L’imagerie se concentre sur les montagnes Baining, où les conséquences des glissements apparaissent sous forme de bandes brun clair traversant la dense forêt tropicale. La NASA a indiqué que les glissements de terrain se sont produits le 9 avril 2026 et aux alentours de cette date, après que Maila a apporté des précipitations intenses à la région. Des articles de presse cités par la NASA ont indiqué que ces glissements ont fait plusieurs morts.
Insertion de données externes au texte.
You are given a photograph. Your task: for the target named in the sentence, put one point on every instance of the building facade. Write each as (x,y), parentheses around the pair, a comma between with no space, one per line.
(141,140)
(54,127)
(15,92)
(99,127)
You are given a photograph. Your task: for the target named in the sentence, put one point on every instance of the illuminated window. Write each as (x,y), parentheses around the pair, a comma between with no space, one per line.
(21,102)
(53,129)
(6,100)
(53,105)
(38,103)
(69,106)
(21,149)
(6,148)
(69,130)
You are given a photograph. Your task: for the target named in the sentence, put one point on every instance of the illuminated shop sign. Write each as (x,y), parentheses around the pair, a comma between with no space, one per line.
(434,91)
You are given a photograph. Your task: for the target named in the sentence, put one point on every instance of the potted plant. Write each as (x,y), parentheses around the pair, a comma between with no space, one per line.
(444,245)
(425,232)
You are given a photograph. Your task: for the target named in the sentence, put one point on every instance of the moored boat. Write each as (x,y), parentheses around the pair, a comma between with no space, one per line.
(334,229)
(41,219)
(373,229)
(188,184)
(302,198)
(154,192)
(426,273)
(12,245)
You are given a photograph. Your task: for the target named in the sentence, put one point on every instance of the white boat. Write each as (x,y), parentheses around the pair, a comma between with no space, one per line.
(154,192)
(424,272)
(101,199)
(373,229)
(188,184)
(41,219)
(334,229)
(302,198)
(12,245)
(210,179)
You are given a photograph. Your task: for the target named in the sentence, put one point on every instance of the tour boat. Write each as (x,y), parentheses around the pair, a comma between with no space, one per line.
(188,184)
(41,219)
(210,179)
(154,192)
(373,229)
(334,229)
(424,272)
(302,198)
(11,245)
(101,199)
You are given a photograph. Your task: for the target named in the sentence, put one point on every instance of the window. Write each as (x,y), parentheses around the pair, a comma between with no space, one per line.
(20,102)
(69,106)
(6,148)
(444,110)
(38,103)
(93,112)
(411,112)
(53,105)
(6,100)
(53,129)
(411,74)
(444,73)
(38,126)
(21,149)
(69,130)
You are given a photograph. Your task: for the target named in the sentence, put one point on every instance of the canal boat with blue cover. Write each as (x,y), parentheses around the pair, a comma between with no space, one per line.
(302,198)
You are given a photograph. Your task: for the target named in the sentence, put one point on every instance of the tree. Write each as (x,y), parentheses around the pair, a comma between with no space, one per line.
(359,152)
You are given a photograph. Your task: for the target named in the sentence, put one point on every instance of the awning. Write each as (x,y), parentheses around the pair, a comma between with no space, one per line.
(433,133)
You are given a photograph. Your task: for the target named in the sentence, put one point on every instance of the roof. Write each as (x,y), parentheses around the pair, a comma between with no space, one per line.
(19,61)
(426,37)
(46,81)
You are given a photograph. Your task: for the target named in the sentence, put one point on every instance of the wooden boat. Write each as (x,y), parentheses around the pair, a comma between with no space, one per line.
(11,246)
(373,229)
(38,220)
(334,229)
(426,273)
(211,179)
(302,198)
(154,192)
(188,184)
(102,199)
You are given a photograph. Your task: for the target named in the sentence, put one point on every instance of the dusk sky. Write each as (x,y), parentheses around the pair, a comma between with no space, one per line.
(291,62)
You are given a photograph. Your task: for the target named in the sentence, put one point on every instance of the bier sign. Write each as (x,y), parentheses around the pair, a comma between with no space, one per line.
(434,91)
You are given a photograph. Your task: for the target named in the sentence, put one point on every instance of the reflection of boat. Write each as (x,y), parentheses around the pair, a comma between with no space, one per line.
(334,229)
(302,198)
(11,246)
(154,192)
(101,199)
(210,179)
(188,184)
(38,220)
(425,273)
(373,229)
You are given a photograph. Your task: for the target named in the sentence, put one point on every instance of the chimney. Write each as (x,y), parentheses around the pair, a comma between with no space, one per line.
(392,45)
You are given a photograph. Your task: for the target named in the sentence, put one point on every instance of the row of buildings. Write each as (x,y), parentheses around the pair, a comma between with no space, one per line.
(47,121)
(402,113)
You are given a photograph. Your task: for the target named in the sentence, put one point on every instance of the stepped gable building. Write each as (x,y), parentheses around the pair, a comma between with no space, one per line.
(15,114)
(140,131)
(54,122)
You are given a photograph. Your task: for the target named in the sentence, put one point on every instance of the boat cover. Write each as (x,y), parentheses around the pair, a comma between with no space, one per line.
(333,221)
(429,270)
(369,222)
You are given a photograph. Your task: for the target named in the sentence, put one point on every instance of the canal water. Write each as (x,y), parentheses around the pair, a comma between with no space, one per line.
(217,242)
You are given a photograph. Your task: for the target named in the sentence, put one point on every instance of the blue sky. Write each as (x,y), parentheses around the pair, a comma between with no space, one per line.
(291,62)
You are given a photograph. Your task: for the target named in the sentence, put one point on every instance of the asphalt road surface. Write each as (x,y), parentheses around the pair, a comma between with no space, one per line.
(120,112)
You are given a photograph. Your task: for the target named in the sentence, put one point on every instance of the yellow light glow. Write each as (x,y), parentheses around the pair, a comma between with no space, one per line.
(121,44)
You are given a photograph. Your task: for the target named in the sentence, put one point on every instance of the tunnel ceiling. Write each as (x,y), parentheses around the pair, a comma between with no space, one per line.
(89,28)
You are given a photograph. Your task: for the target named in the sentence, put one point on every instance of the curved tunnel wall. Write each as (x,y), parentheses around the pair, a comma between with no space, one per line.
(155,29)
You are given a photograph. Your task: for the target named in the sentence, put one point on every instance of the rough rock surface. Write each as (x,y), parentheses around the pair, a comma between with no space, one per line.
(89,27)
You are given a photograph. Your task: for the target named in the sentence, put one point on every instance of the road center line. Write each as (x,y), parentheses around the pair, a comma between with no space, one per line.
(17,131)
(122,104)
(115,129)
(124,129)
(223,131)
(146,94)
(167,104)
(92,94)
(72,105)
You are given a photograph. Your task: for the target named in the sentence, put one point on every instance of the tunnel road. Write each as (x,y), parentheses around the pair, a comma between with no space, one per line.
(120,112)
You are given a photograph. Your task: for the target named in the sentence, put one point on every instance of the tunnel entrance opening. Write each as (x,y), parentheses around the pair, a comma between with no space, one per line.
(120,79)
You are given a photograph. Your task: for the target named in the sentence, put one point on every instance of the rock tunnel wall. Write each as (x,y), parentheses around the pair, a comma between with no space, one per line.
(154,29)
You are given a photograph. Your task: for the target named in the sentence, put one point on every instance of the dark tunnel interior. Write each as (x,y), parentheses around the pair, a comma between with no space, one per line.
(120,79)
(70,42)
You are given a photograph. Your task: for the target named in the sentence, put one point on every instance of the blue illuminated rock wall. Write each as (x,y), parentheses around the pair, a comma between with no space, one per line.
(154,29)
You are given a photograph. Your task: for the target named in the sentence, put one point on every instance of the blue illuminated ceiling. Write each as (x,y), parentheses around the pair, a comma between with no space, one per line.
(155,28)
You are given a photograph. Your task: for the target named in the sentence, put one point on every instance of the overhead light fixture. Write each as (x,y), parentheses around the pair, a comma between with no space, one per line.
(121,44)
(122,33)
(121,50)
Pour les observateurs du risque climatique, de la réponse aux catastrophes et de la surveillance de la Terre, l’importance de ces images va au-delà d’un seul événement. Elles montrent comment les systèmes satellitaires peuvent rapidement révéler l’ampleur et l’emplacement des dégâts dans des zones reculées, et soulignent qu’une météo inhabituelle peut produire de graves conséquences dans des lieux qui ne sont généralement pas considérés comme des cibles privilégiées des cyclones.
Une menace cyclonique inhabituelle pour la Papouasie-Nouvelle-Guinée
La Papouasie-Nouvelle-Guinée est proche de l’équateur, où l’effet de Coriolis est faible. Cela réduit généralement le risque de voir des cyclones tropicaux frapper cet État insulaire, en particulier dans ses régions septentrionales. La NASA a noté que c’est l’une des raisons pour lesquelles la tempête se distingue. Maila s’est approché de Bougainville, de la Nouvelle-Bretagne et de la Nouvelle-Irlande dans des conditions atmosphériques favorables et sous des températures de surface de la mer exceptionnellement élevées, permettant au système de s’intensifier et de maintenir des pluies dangereuses près de zones qui voient rarement de telles tempêtes.
Maila s’est distingué non seulement par sa trajectoire, mais aussi par son intensité. La NASA a indiqué que le cyclone a atteint la catégorie 4 sur l’échelle australienne d’intensité des cyclones, équivalente à la catégorie 3 sur l’échelle de Saffir-Simpson utilisée pour les ouragans américains. Son déplacement lent près de la Papouasie-Nouvelle-Guinée a accru le danger en prolongeant de fortes pluies sur un relief escarpé déjà vulnérable aux ruptures de pente.
Cette combinaison compte. Les glissements de terrain dépendent souvent moins de la vitesse du vent que de la durée et du volume des pluies. Sur des îles volcaniques accidentées au relief montagneux fortement végétalisé, des précipitations prolongées peuvent rapidement déstabiliser les versants, mobiliser les débris et envoyer des sédiments dans les réseaux fluviaux.